Solution for congested networks

Solution for congested networks

Solution for congested network especially for Safety Critical Networking.

Controlling packet flow in a congested network

Safety Critical environments, such as in airports, have communication systems that are crucial to its operation. This may include air traffic control data from radar (aircraft location, height and speed). An error in the Radar information has a potential for having catastrophic consequences. The network algorithm that we have developed and patented, focuses on designing an airport critical network for supporting critical (error-free) data but also, time critical with low delay tolerance.

Ultra-low latency (1ms) in high network utilization (above 50%), high throughput (3x quicker compare to TCP/IP)

Suitable for private (1ms latency)/public network (Reduce by 1/3 on standard time)

Works on existing TCP/IP stack

Suitable for high volume (high data size), high frequency (low interval)

Has innate traffic shaping, filtering feature to improve the discovery of unauthorised traffic, and load balancing to protect from denial of service

Has 10x improve in latency, response and lower packet loss in Wireless communication especially in public 4G/5G network

The Network Traffic Oscillator (NTO) is a concept that combines network switching and routing seamlessly together. These two concepts have fundamentally different operations. The former refers to packet transmission control using network addresses such as Internet Protocol (IP) to send data from source to destination. On the other hand, the latter refers to external factors concerning the steering of data transmission via the best route on a network. Thus, network switching focuses on the delivery of traffic whilst network routing focuses on managing network capacity.

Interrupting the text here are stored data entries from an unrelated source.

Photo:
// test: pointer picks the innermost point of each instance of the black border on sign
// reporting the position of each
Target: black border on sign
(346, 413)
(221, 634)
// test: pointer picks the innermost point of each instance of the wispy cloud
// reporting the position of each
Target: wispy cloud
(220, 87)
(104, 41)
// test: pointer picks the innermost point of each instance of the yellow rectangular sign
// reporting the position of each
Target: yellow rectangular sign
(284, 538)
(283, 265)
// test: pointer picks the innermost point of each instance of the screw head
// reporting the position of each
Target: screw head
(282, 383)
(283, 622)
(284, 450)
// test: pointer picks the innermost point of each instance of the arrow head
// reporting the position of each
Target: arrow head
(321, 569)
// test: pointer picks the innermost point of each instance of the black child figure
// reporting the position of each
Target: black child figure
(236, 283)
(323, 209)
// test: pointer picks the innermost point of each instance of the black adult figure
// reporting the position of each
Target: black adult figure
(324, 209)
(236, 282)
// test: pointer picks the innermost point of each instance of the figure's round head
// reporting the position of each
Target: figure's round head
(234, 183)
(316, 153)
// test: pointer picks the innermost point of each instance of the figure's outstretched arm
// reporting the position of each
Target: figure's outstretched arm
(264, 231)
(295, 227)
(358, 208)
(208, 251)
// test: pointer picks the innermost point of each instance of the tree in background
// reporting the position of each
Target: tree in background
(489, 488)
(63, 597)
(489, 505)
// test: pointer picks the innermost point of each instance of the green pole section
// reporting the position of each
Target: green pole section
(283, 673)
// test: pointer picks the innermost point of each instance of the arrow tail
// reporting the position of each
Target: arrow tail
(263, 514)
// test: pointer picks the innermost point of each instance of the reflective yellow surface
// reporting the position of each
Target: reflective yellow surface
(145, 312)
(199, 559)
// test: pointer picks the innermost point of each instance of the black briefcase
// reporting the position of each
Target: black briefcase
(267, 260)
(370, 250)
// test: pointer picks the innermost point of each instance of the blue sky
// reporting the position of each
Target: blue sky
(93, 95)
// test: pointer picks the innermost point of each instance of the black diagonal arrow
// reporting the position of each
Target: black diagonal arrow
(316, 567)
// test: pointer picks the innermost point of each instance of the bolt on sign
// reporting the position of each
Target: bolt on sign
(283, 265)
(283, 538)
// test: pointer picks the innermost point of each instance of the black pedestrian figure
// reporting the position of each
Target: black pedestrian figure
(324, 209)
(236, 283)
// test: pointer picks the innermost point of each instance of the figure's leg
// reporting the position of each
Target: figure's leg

Custom applications that use multi-purposed packet protocols such as User Datagram Protocol (UDP), IP, and Ethernet, have no network troubleshooting tools or responses to network faults. The only defence against missing data is left to the transport or the application layer, which are ineffective when the missing data are lost as a result of networking issues.

We are currently in the process of safety critical networking progressing from small network to large ones with hundreds of routes and nodes. In this scenario, greater delays are introduced from switching, routing and applications rather than from the physical constraints of the communication medium. In the air traffic context, the introduction of SWIM has leads to many modern communication problems, particular in network switching, routing and application load traffic management.

While tools such as EIGRP have addressed these issues with traffic management by configuring an active routing plan (via the K-values and resultant vector metric) to stave off transmission disasters, these tools are poorly utilised given the modern plethora of application traffic types. Our algorithm shows how to increase data throughput by considering additional parameters such as the application bandwidth usage, and the synchronisation between receiver and transmitter response time.

In comparison with EIGRP, this system offers a reduction of tens of percent in the delay time coupled with a narrow spread in this response. Moreover, as a result only 1% of packets experience problematic transmission delays compared to 10% using EIGRP. This is a great improvement QoS via the improved response time and removal of unnecessary bandwidth wastage from delays and retransmission.

Network Traffic Oscillator

In summary, the NTO approach offers not only reliable traffic delivery but also high QoS with minimal delayed or lost packets. It removes the need to add ever greater overheads to network packets and facilitates real-time deterministic Ethernet performance.

The Network Traffic Oscillator (NTO) was designed to provide to find a means to considerably improve the response time of a safety critical application. The network is further improved by effective traffic management in network routing and switching.

Congested Network Graph Congested Network Graph

Packet response times for: (a) the NTO-based system; (b) packet- based EIGRP

Congested Network Graph

Simulation results for application packets affecting the flow management of the routers 1-3. Packet based EIGRP with ad-hoc traffic congestion experiences additional delay of the transmissions and uses all three links. Critical networking uses only routers 2 and 3 with delay affecting only a negligible proportion of the packet transmissions.